Geçtiğimiz günlerde bir gazetede, İzmir’in bozuk kaldırımlarıyla ilgili bir habere rastladım.Haberde, bu kaldırımlar, BAYANLARIN AYAKKABILARININ TOPUKLARININ KIRILMASINA YOL AÇTIĞI İÇİN, İzmir Büyükşehir Belediyesi, yazar tarafından eleştiri yağmuruna tutulmuştu.Demek ki bu yazar(lar) yeri geldiğinde koskoca belediyeyi bile topa tutuyorlar. Şimdi dikkat: Bundan birkaç ay öncesinde, İzmir Büyükşehir Belediyesi, Ahmet Piriştina Eğitim Yardım Sandığından, üniversite öğrencilerine burs vermek için başvuru formu düzenlemişti.Formlar dağıtıldı, öğrenciler doldurup teslim ettiler.

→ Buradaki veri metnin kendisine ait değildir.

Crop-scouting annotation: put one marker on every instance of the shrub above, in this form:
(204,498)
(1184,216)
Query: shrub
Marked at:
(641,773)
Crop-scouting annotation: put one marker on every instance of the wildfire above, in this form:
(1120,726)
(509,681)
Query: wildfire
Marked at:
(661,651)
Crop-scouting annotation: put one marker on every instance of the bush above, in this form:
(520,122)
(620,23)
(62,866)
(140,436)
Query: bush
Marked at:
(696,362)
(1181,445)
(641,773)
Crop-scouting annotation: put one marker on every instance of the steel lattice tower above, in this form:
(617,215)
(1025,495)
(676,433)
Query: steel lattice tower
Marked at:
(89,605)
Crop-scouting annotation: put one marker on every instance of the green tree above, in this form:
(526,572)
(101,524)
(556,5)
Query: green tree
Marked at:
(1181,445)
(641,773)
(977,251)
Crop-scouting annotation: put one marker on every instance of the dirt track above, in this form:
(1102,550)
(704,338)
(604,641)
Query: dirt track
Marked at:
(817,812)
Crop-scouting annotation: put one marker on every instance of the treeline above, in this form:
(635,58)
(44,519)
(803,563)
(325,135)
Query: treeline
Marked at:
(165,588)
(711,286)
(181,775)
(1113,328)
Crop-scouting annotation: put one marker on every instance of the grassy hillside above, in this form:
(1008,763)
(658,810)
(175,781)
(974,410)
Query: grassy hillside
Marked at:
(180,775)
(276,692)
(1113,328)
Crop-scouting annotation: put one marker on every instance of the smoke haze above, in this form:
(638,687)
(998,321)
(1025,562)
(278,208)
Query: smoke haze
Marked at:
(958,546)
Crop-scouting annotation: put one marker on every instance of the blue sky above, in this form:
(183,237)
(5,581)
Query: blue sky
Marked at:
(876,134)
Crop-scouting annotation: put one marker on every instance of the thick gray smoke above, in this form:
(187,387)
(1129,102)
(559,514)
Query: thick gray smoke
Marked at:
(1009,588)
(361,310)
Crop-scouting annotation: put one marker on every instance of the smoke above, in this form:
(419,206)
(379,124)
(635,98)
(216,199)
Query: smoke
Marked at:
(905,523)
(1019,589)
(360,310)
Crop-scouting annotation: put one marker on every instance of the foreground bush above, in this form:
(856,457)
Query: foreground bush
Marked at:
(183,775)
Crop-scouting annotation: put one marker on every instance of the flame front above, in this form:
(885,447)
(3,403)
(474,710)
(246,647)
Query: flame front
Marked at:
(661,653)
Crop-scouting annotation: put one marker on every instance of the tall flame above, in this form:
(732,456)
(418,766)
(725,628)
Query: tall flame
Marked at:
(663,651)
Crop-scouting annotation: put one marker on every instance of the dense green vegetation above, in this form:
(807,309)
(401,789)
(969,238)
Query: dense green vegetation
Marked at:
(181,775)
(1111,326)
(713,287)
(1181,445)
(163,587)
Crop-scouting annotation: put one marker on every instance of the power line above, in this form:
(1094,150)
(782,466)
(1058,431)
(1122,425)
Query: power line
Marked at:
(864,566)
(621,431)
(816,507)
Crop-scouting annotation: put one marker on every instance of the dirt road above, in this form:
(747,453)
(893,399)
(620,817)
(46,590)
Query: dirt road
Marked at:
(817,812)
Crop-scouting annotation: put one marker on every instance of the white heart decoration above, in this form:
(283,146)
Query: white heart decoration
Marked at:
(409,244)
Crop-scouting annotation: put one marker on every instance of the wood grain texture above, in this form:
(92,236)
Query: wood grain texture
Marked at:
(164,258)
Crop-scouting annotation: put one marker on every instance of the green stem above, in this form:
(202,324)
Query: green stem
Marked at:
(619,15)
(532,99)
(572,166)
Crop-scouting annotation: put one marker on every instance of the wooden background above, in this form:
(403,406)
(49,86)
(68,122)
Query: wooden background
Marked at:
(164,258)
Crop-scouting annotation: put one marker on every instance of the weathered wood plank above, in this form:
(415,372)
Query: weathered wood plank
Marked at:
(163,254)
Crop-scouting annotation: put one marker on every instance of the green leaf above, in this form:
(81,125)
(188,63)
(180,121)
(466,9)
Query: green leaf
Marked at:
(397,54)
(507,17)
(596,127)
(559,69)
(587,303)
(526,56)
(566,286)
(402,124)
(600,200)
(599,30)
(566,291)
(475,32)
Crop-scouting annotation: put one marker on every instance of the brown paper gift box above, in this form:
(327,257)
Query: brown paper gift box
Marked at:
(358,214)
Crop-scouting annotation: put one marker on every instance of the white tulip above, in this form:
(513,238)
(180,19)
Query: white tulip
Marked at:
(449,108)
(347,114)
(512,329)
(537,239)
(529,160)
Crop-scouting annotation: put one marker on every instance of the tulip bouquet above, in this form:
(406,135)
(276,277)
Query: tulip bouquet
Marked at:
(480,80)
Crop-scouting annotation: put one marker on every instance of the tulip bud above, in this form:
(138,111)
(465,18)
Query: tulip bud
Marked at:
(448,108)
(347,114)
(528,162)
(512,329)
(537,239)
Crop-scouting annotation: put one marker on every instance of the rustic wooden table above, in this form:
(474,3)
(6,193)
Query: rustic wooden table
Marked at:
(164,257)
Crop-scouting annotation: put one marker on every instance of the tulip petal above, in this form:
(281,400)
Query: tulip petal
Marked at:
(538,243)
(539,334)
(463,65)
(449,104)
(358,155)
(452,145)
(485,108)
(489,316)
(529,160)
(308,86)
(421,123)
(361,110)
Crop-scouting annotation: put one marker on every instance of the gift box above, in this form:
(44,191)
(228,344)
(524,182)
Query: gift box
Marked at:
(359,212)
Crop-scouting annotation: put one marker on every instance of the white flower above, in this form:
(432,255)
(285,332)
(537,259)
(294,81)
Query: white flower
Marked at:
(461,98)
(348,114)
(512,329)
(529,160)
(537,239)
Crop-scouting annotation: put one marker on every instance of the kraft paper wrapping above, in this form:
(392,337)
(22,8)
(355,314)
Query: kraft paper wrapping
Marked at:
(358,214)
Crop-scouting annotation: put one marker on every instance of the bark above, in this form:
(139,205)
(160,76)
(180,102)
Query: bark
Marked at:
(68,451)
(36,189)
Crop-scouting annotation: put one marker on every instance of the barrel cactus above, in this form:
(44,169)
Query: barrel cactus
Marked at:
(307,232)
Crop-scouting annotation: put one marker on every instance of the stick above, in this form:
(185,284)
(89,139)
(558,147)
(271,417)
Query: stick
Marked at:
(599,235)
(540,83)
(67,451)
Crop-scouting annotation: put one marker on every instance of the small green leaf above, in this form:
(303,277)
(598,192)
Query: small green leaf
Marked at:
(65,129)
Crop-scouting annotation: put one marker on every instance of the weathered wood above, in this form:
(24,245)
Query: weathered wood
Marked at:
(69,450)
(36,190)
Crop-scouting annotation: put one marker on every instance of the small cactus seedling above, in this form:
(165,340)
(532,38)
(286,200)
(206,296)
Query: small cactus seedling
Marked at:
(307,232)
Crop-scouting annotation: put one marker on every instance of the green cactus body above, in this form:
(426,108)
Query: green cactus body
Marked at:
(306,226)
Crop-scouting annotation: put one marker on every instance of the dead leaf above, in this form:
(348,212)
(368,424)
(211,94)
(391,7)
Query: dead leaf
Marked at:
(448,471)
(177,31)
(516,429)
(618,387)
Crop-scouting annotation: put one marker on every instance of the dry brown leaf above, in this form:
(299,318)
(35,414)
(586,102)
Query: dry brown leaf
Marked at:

Sonuçlar açıklandığında, belediyenin web sayfasında (http://www.izmir-bld.gov.tr/burs/burs_sonuc.asp) burs yönetmeliği de yayınlanmıştı.Maddi durumların eşit olması durumunda İLK ÖNCE KIZ ÖĞRENCİLERE, daha sonra üniversite puanı yüksek olanlara öncelik verileceği yazıyordu ,yani,maddi durumu bir kızla aynı olan bir erkek, ÖSS’de bu kıza 30 puan fark atsa bile, bizim medeni(?) belediyemiz kızı itekleye itekleye erkeğin önüne geçiriyor.Bu durum beni şoke etti ve belediyeye bunu düzeltmeleri için mail gönderdim.-Beni, kendileri kadar medeni görmedikleri için olsa gerek- cevap yaz(A)madılar. Ben de, durumu,benim gibi düşünen ustam Sn. Zafer Kılıç’a ilettim.O da, hemen hemen bütün gazete ve TV’lere konuyu aksettirdiyse de, hiçbirinden ses çıkmadı;SES ÇIKAR(A)MADILAR. Ayakkabısının topuğu kırılan kadınları cesurca(?) savunan yazar(LAR)a sesleniyorum: Kadınlar sözkonusu olunca cesurca(?) yazıyorsunuz da, erkeklere gelince mürekkebiniz mi bitiyor?